The initial condition is simple enough: you are told there are 250 liters of water, with a salt concentration of 7 grams per liter. So $$S(0) = \left(250\ \text{liters}\right)\left(7\ \frac{\text{grams}}{\text{liter}}\right) = 1750\ \text{grams of salt.}$$
What about the rates in and out? We are adding 9 liters per minute, each liter containing 3 grams of salt. That is, the rate in is: $$\text{rate in} = \left(3\frac{\text{grams}}{\text{liter}}\right)\left(9\frac{\text{liters}}{\text{minute}}\right) = 27\frac{\text{grams}}{\text{minute}};$$
What is the rate out? We are letting out 5 liters per minute; each liter will have as much salt as the concentration at time $t$. The concentration at time $t$ is given by the amount of salt at time $t$, which is $S(t)$, divided by the amount of liquid at time $t$.
From the moment we start with $250$ liters, each minute you add $9$ liters and you drain $5$ liters, for a net total addition of $4$ liters per minute. So at time $t$, the total amount of liquid in the tank is $250+4t$. So the concentration of salt at time $t$ is $$\frac{S(t)}{250+4t}\ \frac{\text{grams}}{\text{liter}}.$$
Since we are draining five liters at this concentration, we have that $$\text{rate out} = \left(5\ \frac{\text{liters}}{\text{minute}}\right)\left(\frac{S(t)}{250+4t}\ \frac{\text{grams}}{\text{liter}}\right) = \frac{5S(t)}{250+4t}\ \frac{\text{grams}}{\text{minute}}.$$
So the differential equation we need to solve is: $$\frac{dS}{dt} = 27 - \frac{5S}{250+4t}.$$
Writing this in the standard form, we have $$S' + \frac{5}{250+4t}S = 27.$$ We need an integrating factor.
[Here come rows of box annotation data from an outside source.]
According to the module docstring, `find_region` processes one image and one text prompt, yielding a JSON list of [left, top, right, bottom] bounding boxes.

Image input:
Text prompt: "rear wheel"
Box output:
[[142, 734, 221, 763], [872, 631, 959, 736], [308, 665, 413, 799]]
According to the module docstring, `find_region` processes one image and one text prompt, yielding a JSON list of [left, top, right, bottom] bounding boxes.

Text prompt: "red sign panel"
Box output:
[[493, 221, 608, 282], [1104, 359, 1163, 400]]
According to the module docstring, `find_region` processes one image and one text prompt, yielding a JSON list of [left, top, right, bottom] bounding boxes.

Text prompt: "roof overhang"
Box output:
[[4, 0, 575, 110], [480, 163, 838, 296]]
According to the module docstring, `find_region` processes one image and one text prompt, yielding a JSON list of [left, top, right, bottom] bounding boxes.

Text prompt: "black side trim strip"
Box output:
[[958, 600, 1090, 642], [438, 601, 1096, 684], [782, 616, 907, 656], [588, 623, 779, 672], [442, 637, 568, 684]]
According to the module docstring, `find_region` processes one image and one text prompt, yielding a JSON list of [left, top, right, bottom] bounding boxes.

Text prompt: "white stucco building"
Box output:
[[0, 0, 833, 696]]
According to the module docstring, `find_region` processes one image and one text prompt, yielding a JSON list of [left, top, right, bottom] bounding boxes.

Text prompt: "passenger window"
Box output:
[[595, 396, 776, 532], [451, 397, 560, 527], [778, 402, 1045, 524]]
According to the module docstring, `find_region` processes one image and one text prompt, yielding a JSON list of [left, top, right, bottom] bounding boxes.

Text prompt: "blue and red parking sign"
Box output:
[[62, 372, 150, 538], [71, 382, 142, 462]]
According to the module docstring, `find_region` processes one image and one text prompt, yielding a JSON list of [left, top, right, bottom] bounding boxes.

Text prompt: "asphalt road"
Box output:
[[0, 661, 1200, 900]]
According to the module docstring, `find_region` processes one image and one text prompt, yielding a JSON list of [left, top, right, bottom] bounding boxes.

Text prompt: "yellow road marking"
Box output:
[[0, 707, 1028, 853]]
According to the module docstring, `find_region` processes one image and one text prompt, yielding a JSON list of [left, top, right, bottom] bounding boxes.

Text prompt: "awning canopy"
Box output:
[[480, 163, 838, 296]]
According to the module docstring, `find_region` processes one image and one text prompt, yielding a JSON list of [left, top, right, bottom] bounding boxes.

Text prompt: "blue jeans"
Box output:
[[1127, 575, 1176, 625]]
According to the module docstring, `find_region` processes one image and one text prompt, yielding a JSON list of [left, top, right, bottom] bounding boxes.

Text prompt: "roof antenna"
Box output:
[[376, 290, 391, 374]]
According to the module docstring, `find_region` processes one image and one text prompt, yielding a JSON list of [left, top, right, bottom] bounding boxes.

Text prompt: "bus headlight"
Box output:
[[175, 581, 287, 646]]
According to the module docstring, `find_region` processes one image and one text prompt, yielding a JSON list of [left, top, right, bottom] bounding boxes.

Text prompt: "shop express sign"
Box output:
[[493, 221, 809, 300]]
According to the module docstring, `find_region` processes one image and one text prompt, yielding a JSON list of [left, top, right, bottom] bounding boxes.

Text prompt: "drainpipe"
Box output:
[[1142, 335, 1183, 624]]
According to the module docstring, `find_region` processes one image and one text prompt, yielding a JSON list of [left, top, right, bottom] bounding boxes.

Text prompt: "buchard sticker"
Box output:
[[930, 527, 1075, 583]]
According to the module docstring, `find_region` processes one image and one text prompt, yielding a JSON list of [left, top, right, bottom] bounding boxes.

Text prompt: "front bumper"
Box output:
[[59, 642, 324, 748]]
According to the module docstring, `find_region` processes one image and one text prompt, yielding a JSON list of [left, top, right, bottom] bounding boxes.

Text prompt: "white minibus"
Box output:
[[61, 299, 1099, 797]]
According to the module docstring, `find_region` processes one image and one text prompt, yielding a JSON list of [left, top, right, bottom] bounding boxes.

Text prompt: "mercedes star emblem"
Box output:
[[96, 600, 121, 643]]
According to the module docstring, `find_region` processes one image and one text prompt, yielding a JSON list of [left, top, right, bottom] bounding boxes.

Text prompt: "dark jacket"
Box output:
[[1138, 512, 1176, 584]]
Letting $\mu(t)$ stand for this factor, multiplying through we have $$\mu(t)S' + \frac{5\mu(t)}{250+4t}S = 27\mu(t)$$ and we want to realize the left hand side as the derivative of a product; that is, we want $$\mu'(t) = \frac{5\mu(t)}{250+4t}.$$ Separating variables we have $$\begin{align*} \frac{\mu'(t)}{\mu(t)} &= \frac{5}{250+4t}\\ \int\frac{d\mu}{\mu} &= \int \frac{5\,dt}{250+4t}\\ \ln|\mu| &= \frac{5}{4}\ln|250+4t| + C\\ \mu(t) &= A(250+4t)^{5/4} \end{align*}$$ Picking $A=1$, we can take $\mu(t) = (250+4t)^{5/4}$. (Another error in your computation).
That is, we have: $$(250+4t)^{5/4}S' + \frac{5(250+4t)^{5/4}}{250+4t}S = 27(250+4t)^{5/4}$$ or $$(250+4t)^{5/4}S' + 5(250+4t)^{1/4}S = 27(250+4t)^{5/4}$$ which can be written as $$\Bigl( (250+4t)^{5/4}S\Bigr)' = 27(250+4t)^{5/4}.$$
You might benefit from writing out the derivations very carefully (as I did above) rather than trying to rely on formulas (I assume that's how you tried to obtain your integrating factor $I$, which was mistakenly computed).
Can you take it from here? Careful with the integral on the right hand side.